Ravens' DeCosta calls reports of rift with Harbaugh 'not true'; Newsome's new title unclear

BALTIMORE _ Before his promotion this month to Ravens general manager, Eric DeCosta had spent more than two decades in Baltimore. He'd worked with coach John Harbaugh since 2008. They'd won together and lost together, seen draft picks and free-agent acquisitions thrive and fail.

But as Harbaugh's future with the franchise grew even more shrouded in doubt this past season with the team struggling and Ozzie Newsome's tenure as GM nearing its end, reports from CBS Sports and The Baltimore Sun cast doubt on the health of relationship.

DeCosta said at his introductory news conference Wednesday that when word about the reported rift reached him, he considered it an attempt at "subterfuge." It was a rare moment of tension during a media session otherwise radiating optimism and nostalgia.

"I would see that, and I would read it, and all I would think to myself is, 'We have enemies out there who are trying to create divisions and cracks and fissures and things like that,' " DeCosta said. "I get it. It's what we do around draft time. I stand up here at draft time and tell you guys things, and sometimes I have an agenda. So I get it."

On Friday and again on Wednesday, two of the Ravens' most important figures stood up and told reporters that everything was copacetic. Harbaugh last week said he expected a "very seamless" transition from Newsome to DeCosta and expressed excitement over the dawn of a new era. DeCosta said Harbaugh "is the only coach I want to work with."

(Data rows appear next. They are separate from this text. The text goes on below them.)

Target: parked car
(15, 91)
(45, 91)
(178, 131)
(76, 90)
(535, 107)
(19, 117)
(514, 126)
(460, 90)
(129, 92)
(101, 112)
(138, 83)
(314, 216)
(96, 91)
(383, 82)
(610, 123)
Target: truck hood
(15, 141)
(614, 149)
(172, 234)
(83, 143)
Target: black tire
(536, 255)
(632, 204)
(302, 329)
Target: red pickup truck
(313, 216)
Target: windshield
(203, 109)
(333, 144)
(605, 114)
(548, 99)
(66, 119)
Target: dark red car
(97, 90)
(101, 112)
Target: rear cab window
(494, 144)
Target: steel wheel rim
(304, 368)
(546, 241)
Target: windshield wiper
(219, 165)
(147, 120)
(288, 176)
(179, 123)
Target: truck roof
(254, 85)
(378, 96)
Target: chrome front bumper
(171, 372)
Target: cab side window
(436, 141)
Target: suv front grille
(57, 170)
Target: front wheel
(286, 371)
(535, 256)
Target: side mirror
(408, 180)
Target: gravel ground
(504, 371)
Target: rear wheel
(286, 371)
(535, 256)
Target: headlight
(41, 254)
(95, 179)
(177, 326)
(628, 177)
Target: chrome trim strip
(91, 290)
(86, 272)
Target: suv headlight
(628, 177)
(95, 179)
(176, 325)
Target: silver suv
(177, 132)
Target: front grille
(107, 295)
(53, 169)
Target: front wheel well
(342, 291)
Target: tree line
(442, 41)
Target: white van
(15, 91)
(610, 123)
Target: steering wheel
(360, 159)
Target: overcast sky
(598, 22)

The two are "neighbors" at the team facility, DeCosta said, and separated by only the length of a football field back home; he joked that they live about 100 yards from each other in their neighborhood. With Harbaugh recently signing a contract extension through 2022 and the team set to rebuild its offense around quarterback Lamar Jackson, the fruits of their partnership will be evident before long. So will any strains on it. The mere suggestion of a schism was enough to irk DeCosta.

"It did upset me a little bit, I think, because it just wasn't true, and it was a personal thing," DeCosta said. "It wasn't work-related; it wasn't a game or something that would affect the outcome of a game or strategy. It was personal, and it was simply not true."